Les enfants de cadres ont plus de risque d'être de gros bébés, mais les enfants d'ouvriers sont plus souvent en surpoids dès l'âge de six ans, selon une étude du ministère de la Santé. 

Les données recueillies auprès de près de 20 000 enfants surtout nés en 2007 mettent en évidence une relation entre poids de naissance et classe sociale.

Chez les cadres, 8% des bébés pèsent plus de 4 kg et 5,5% moins de 2,5 kg. 

Chez les ouvriers, ils sont seulement 5,7% à dépasser 4 kg, contre 8,7% en-dessous de 2,5 kg.  

Selon l'auteure de l'étude, Muriel Moisy, c'est le suivi médical insuffisant, un emploi éprouvant, un faible niveau d'études, une consommation d'alcool et de tabac sont les principales causes de ces différences qui font que les bébés issus de milieu ouvrier sont en sous-poids à la naissance. 

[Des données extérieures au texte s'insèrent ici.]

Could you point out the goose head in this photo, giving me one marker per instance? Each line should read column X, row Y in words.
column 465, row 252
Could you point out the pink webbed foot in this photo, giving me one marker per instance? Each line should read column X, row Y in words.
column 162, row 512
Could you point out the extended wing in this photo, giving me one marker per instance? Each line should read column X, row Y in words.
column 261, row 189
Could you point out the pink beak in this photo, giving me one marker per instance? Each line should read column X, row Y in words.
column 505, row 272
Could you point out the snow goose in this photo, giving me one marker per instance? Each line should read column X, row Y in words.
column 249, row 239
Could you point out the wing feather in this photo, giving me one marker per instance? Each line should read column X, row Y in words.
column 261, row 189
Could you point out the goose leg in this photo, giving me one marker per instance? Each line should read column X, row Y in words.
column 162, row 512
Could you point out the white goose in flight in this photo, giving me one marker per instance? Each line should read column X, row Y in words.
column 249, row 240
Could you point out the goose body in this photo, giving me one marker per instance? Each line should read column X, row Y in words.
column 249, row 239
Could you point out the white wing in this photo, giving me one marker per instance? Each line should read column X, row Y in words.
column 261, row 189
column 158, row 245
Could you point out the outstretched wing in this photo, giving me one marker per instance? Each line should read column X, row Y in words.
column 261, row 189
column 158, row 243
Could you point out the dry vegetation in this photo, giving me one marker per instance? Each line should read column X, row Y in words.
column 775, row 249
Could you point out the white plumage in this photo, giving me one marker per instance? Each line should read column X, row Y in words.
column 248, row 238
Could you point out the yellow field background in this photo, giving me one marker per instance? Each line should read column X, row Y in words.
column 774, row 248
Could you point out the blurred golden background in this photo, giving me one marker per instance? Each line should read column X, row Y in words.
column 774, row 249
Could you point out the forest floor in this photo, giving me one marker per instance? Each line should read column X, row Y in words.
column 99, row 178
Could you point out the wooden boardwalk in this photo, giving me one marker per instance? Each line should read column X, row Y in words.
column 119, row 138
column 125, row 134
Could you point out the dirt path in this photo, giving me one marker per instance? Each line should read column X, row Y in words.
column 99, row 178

Mais à six ans, la relation entre poids et classe sociale s'inverse. Chez les enfants de cadres, 1,3% souffrent d'obésité et 5,9% de surpoids. Chez les ouvriers, ils sont respectivement 5,8% et 9,8%.  

Les habitudes de vie favorisant le surpoids sont plus répandues chez les ouvriers, justifie l'auteure, citant l'absence ou l'irrégularité du petit déjeuner et le temps passé devant un écran. Mais elle précise que ce ne sont pas les seuls facteurs.